Un ataque de pánico requiere de
un discreto período de miedo o molestia intensa (ruidos fuertes o de explosiones
lejanas provocados por pirotecnia, tormentas, etc.): durante el cual desarrollan
de modo abrupto cuatro o más de los siguientes síntomas:
Palpitaciones, taquicardia,
jadeo, salivación, temblores, sensación de insuficiencia respiratoria, falta de
aire, náuseas, aturdimiento, sensación de irrealidad, pérdida del control, miedo
a morir.
Estas alteraciones provocan en
la conducta animal intentos de escapar descontroladamente, incentivado
por el estado de pánico, durando varios minutos y en los casos severos varían
desde 1 a varias horas, dependiendo el tiempo que dure el estímulo provocado por
el ruido (fiestas de fin de año).
Las reacciones suaves o de
baja intensidad incluyen deambulación, temblor, encogimiento, inapetencia,
intensos deseo de ingerir agua, deseo de estar en permanente contacto con el
propietario.
Las reacciones más graves o
de alta intensidad provocan gemidos, intensa salivación o babeo, jadeos
prolongados y muy fuertes, eliminación y/o retención de heces u orina, correr en
forma desenfrenada sin rumbo (escape frenético), que en muchas ocasiones
incluyen arañado o masticar barreras (Fractura de dientes) y saltar a través de
ventanas, vidriados o alambrados, provocándose heridas de suma gravedad.

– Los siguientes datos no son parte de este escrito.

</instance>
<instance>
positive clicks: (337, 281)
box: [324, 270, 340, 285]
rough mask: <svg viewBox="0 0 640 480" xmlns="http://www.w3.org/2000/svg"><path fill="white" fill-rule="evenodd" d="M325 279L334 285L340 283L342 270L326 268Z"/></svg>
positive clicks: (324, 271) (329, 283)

Como última consideración es
bueno recordar que el 15 de Octubre de 1978 la UNESCO promulgó la “Declaración
Universal de los Derechos del Animal”, donde en un párrafo del preámbulo dice
“que la educación debe enseñar, desde la infancia, a observar, comprender,
respetar y amar a los animales”.
“El grado de civilización de un
pueblo, se mide por el trato que da a sus animales”.